By 1794 he was so successful he could open what was then the biggest bookshop in the world, The Temple of the Muses, a vast establishment on Finsbury Square. Ranged over four storeys with a ground floor so capacious that it was possible, according to one contemporary account, to “drive a coach and four easily between the counters”, the Temple of the Muses actively encouraged customers to spend time browsing by including on each floor a series of lounges where people could sample potential purchases at their leisure. John Keats was among those who would spend hours reading in Lackington’s in-store lounges and indeed met his first publishers John Taylor and James Augustus Hessey in the shop, where they worked as booksellers.

Lackington was also the first to think significantly about the nature of bookselling, always seeking to identify factors outside the doors of his shop that affected trade.

“I was obliged to be pretty well informed of the state of politics in Europe, as I have always found bookselling is much affected by the political state of affairs,” he observed. “If there is anything in the newspapers of consequence, that draws many to the coffee-house where they chat away the evenings instead of visiting the shops of booksellers or reading at home. The best time for bookselling is when there is no kind of news stirring.”

By the mid-1790s his annual catalogue ran to half a million books, journals and periodicals and attracted orders from as far afield as the United States.
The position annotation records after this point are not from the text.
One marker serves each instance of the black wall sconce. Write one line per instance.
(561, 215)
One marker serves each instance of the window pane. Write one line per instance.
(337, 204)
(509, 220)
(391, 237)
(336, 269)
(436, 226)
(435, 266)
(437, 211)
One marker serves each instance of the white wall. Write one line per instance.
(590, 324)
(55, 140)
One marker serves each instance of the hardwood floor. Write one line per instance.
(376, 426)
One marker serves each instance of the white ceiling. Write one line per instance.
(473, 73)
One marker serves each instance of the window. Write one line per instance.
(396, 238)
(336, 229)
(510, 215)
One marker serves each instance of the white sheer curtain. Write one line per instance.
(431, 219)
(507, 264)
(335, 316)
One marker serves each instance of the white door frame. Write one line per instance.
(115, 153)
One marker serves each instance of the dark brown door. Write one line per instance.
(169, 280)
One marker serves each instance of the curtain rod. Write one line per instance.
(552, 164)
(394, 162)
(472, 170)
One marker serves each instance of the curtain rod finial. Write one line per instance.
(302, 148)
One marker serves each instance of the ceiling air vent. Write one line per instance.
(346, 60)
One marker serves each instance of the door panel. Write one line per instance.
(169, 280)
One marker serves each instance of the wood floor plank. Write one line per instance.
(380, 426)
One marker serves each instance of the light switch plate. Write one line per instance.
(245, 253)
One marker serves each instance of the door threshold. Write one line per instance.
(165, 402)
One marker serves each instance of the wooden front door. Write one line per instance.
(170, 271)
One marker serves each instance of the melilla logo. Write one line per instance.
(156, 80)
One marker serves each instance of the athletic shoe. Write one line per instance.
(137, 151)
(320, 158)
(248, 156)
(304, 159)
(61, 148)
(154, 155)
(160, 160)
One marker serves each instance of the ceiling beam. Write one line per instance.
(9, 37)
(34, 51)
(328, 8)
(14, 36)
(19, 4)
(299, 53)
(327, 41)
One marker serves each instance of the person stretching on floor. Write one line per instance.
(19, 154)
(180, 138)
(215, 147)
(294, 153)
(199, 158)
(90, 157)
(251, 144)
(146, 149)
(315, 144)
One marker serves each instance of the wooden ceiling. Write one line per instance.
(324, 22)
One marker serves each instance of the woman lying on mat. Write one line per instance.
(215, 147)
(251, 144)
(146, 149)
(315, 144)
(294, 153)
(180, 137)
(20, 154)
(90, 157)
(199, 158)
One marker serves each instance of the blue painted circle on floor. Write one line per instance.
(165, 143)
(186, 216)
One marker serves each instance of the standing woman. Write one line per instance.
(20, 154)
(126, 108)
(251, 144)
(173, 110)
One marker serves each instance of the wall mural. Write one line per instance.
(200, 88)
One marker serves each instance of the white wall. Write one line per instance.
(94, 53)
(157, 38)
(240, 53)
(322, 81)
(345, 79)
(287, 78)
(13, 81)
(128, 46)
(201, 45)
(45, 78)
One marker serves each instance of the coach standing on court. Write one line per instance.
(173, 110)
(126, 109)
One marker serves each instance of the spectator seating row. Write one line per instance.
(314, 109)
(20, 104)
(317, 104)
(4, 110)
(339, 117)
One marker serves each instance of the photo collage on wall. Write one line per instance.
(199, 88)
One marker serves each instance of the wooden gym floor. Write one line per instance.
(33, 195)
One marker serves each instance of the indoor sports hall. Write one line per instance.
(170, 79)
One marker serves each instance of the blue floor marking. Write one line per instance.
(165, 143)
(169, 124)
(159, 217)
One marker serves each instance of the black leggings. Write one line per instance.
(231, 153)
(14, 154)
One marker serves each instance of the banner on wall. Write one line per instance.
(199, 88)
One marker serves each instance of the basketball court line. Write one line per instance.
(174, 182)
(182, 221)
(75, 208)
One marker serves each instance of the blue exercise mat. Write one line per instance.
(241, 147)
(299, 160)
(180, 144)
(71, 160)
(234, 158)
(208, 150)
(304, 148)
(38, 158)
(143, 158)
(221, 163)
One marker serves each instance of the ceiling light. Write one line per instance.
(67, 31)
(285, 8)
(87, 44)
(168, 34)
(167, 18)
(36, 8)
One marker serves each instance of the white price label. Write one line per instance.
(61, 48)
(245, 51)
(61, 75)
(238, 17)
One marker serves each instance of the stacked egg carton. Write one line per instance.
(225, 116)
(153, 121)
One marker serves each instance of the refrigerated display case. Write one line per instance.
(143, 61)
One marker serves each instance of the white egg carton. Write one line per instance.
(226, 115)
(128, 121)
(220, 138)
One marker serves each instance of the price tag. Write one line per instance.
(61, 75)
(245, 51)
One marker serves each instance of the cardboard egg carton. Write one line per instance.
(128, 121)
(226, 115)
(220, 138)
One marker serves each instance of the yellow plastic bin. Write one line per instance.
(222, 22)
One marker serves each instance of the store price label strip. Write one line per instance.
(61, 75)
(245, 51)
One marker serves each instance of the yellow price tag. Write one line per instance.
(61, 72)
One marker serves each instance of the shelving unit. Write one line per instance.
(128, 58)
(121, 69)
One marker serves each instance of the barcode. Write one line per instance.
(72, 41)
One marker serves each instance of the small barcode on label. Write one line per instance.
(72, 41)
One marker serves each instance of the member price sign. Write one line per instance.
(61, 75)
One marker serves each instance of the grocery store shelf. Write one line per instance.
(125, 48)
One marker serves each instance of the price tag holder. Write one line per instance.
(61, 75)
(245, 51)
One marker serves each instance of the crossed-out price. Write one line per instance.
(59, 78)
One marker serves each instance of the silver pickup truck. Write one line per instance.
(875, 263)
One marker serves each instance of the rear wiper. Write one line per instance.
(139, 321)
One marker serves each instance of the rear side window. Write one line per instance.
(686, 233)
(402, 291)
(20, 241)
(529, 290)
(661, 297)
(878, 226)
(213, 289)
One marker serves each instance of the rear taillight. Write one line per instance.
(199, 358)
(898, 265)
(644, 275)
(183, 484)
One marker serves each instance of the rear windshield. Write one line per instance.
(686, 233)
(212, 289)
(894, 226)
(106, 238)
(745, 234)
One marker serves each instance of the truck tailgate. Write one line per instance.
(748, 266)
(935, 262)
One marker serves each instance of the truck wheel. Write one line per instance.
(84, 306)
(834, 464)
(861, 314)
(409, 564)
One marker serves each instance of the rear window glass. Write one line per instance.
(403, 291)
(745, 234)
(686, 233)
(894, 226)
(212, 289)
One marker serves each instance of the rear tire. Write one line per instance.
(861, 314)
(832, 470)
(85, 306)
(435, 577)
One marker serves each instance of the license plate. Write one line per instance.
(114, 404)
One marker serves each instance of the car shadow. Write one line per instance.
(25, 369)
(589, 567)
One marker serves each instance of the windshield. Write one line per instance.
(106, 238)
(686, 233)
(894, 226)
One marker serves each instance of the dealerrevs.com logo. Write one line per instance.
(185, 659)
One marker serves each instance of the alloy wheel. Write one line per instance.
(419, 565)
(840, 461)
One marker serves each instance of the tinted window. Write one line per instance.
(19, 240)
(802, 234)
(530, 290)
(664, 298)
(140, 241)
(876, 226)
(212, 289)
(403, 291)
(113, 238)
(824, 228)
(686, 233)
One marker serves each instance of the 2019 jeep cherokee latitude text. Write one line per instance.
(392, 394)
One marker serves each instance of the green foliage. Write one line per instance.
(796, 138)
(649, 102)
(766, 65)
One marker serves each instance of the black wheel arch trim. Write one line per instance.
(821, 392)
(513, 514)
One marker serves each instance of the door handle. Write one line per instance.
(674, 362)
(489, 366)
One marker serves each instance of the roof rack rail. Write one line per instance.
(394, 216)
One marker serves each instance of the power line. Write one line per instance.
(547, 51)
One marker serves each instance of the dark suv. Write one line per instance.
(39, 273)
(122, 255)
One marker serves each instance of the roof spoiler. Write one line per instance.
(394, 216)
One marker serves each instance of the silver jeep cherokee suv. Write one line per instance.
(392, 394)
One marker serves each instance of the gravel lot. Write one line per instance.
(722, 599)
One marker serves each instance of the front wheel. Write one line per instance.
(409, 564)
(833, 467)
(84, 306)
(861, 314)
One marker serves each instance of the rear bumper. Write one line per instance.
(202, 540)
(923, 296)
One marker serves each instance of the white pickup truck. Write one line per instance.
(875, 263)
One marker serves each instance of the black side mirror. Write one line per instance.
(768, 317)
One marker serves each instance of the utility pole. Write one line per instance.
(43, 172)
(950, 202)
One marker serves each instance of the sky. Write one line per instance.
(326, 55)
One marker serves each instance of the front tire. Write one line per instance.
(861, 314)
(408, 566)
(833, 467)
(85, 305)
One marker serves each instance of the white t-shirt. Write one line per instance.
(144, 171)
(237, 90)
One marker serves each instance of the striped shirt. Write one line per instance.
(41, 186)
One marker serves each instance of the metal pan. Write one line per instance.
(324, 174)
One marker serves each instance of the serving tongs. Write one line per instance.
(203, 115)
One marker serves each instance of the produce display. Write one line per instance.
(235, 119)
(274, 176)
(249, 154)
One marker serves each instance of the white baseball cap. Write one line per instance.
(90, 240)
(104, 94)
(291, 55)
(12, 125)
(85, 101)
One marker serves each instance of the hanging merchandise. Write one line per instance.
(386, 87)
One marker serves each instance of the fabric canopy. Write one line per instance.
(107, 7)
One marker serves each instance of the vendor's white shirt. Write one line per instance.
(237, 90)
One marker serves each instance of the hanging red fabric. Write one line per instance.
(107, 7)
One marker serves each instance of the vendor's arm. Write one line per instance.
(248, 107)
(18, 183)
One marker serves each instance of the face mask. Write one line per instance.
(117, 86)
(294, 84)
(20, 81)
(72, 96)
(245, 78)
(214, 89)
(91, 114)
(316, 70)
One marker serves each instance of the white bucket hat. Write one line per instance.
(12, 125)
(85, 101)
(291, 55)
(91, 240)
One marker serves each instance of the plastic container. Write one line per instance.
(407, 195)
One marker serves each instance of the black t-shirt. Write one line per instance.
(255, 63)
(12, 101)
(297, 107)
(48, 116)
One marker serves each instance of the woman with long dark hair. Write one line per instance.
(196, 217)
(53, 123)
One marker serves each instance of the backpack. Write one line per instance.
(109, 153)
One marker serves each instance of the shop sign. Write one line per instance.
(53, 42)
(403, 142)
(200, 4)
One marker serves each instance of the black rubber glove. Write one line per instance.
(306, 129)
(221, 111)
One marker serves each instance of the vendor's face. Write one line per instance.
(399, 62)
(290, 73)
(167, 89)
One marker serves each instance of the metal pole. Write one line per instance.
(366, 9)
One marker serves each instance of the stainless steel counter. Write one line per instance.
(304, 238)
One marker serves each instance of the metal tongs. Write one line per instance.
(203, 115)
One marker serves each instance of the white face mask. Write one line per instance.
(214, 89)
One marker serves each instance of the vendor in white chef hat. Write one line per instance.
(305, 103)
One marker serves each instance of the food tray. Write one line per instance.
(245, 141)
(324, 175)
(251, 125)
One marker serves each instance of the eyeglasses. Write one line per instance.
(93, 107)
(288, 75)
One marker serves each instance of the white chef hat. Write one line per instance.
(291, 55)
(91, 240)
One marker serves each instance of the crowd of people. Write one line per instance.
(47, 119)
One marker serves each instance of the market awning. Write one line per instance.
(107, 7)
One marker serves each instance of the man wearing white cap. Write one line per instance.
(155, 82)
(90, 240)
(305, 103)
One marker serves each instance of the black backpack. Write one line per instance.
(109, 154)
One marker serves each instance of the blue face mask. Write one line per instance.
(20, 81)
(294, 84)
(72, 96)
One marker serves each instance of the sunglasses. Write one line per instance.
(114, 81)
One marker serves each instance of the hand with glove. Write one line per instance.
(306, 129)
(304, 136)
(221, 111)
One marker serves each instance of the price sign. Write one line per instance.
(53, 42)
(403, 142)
Lackington himself became a celebrity: a flag was raised over the shop whenever he was in attendance, he produced tokens with his face on them that could be redeemed in store and he rode around the city in a carriage bearing his name and his motto, “small profits do great things”.

He sold the shop in 1798 at the height of his success and retired to the West Country, becoming a Methodist preacher until his death in 1815. The premises that housed the Temple of the Muses burned down in 1841, but James Lackington’s presence still looms over the book trade and every bookshop in the land.

Whenever we loiter in a bookshop, whether on a mission to buy something specific, browsing in the hope of literary inspiration or just waiting out a shower of rain, we owe that experience at least in part to the great James Lackington. Bibliophile, businessman, eccentric and self-described “human genius”, Lackington understood commerce and people, but most importantly he understood the importance of books.

“Among all the schools where the knowledge of mankind is to be acquired,” he wrote, “I know of none equal to that of a bookseller’s shop.”